A3 – SCORE is the worst…

Individual Evaluations




Most severe problems:

  • Login process – there are a variety of errors and options which can lead to dead-ends and complicated error messages from the system.  Most severe is the issue which tells the user that they are not authorized to login, and provides no exit from the page.  Error messages tend to be cryptic and unrelated to the actual error committed by the user.
  • Navigation issues – design hierarchy is frequently unclear, some features are very difficult to find (quintile rank). The layout is often misleading; for example, some academic features are not in the “My Academics” section.
  • Many problems involved a design that was neither aesthetic nor minimalist (H8). In order to fix these problems, SCORE designers should eliminate all non-essential menus, and streamline the page to be one top menu (easily hidden), and one layout panel that could display as a list, icons, etc., just like a file browser.

Problems made more apparent by list of Nielsen’s Heuristics:

  • Issues with being able to move back to a real main menu – made more apparent by H3.  Without this heuristic, a tester might not have thought to attempt an accidental navigation mistake that requires correction.
  • Issues with dismissing modals was made clear with H2-4. Most modals on the internet have an “X” button in the top right corner to dismiss it.
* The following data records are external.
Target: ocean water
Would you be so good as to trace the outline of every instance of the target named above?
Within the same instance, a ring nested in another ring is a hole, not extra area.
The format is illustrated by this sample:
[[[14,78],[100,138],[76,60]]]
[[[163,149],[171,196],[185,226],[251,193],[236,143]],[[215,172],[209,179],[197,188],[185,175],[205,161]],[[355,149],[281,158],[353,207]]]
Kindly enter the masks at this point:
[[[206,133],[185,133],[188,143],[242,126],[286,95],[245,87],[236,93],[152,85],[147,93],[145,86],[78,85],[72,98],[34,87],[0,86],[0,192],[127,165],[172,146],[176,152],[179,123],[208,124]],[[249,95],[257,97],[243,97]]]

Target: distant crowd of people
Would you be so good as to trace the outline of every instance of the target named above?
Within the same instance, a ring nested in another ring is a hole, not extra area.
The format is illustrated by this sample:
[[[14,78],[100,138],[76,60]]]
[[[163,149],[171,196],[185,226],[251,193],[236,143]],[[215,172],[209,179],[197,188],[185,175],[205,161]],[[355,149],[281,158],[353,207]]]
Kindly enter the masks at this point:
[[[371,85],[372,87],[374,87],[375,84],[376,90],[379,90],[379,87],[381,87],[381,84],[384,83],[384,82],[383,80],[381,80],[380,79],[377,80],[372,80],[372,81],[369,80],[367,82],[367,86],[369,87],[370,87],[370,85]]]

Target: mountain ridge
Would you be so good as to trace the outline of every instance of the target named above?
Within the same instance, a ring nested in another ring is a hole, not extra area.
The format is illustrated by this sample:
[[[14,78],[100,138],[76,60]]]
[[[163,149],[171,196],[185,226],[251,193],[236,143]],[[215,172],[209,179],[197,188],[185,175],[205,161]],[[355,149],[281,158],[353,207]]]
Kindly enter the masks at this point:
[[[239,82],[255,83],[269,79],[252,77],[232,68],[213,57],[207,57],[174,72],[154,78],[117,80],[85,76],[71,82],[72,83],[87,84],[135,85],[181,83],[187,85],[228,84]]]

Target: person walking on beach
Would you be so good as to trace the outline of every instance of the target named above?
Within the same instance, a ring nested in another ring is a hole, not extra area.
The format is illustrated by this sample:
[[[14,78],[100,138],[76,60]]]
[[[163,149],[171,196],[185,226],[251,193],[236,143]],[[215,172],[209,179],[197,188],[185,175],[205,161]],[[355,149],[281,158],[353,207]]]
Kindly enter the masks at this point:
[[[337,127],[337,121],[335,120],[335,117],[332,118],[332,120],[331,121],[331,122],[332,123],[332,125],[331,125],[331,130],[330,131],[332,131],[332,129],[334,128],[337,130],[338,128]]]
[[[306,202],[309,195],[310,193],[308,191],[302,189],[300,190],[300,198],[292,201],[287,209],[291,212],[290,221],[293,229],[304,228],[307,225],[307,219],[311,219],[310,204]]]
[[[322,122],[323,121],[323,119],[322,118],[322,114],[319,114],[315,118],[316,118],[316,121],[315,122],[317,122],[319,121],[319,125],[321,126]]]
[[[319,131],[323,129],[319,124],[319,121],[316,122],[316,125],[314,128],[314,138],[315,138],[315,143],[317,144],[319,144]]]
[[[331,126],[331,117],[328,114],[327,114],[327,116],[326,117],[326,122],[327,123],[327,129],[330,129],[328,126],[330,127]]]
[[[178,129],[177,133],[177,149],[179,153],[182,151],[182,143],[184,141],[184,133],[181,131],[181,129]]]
In Score, you can only dismiss a modal by interacting with its contents.
  • H-9 Vague error messages, often with no way to go back
    • Some error messages offer multiple possible reasons for the error
    • Many times, there is no “Return to Home” button to allow the user to continue using the software normally.  Even when there is, the labeling is unclear and often leads the user to a menu other than the one they intended to navigate to.
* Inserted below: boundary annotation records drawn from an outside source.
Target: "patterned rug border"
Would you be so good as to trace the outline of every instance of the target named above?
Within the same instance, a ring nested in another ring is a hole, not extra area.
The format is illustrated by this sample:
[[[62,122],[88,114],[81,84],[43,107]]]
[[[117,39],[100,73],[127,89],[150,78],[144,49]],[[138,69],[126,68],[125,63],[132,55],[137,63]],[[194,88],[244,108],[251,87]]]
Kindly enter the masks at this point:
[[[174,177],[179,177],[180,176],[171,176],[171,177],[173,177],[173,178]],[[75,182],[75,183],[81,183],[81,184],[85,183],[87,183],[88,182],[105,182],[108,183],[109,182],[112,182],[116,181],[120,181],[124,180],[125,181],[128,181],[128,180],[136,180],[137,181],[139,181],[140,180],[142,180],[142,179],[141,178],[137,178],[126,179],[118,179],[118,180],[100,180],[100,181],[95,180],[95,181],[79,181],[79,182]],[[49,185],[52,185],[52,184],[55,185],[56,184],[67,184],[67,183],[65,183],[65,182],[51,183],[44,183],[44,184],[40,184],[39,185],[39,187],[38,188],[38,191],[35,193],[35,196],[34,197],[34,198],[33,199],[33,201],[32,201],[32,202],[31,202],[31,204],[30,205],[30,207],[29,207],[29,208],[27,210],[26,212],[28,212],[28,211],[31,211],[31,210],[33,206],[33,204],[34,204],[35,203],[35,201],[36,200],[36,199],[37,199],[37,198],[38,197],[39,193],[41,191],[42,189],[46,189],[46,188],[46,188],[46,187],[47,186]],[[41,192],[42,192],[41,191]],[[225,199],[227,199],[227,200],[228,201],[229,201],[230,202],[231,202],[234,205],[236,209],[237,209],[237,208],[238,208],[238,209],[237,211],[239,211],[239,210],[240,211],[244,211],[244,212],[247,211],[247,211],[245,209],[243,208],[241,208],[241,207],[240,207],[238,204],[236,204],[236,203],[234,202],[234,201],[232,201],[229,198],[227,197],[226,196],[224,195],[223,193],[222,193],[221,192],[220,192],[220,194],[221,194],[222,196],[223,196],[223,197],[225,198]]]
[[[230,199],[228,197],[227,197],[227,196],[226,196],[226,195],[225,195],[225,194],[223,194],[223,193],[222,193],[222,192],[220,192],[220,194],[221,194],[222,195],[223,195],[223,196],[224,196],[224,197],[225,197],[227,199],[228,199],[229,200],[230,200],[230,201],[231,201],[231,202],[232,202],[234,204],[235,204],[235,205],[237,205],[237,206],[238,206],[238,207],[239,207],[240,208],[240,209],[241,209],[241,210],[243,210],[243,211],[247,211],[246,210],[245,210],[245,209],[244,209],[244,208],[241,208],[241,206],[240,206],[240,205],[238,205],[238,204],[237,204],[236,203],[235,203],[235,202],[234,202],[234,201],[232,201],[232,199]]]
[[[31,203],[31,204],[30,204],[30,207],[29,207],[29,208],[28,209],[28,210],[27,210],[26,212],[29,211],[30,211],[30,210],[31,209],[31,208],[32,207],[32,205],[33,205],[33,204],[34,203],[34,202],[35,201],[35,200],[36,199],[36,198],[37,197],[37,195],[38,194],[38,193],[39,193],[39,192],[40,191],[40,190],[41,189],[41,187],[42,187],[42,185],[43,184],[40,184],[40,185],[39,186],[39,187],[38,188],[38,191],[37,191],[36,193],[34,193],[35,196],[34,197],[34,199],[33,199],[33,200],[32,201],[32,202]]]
Problems not listed under Neilsen’s Heuristics:

  • Good choice of general categories for navigation – for example, the user task of viewing an unofficial transcript could possibly fit under several menu options: “Academic Requirements”, “Course History”, “Grades”, or “View My Academic Record.”  Choosing good menu headings is essential to the design, as it enables simple navigation by the user.

Useful class discussion questions related to heuristic evaluation

  • Which heuristics seem the most important to user experience?
    • H-9 could be one possible answer – if the user cannot recover from an error, than it would cripple the usability of the product.
    • However, with respect to usability, H-3 appears especially important.  Having a muddled interface which is difficult to navigate will have a major negative effect on the user’s ability to benefit from the product.
  • Which heuristics are the easiest to violate?
    • H-7 could be very easily violated as more features are built.
    • H-10 could be violated frequently because it is easy to forgot to make a “help” page.
    • H-4 is very easy to violate, especially if there is a large product team.  Maintaining a consistent interface with unchanging standards can be quite difficult.
  • Which heuristic violations are the hardest to catch?
    • Anything involving errors, such as H-5. Some errors are very difficult to catch.  Along those lines, H-9 is difficult because the developers can have trouble predicting the errors a user will face.  Even after product testing, it is hard to predict what might go wrong, making it difficult to assist the user in those situations.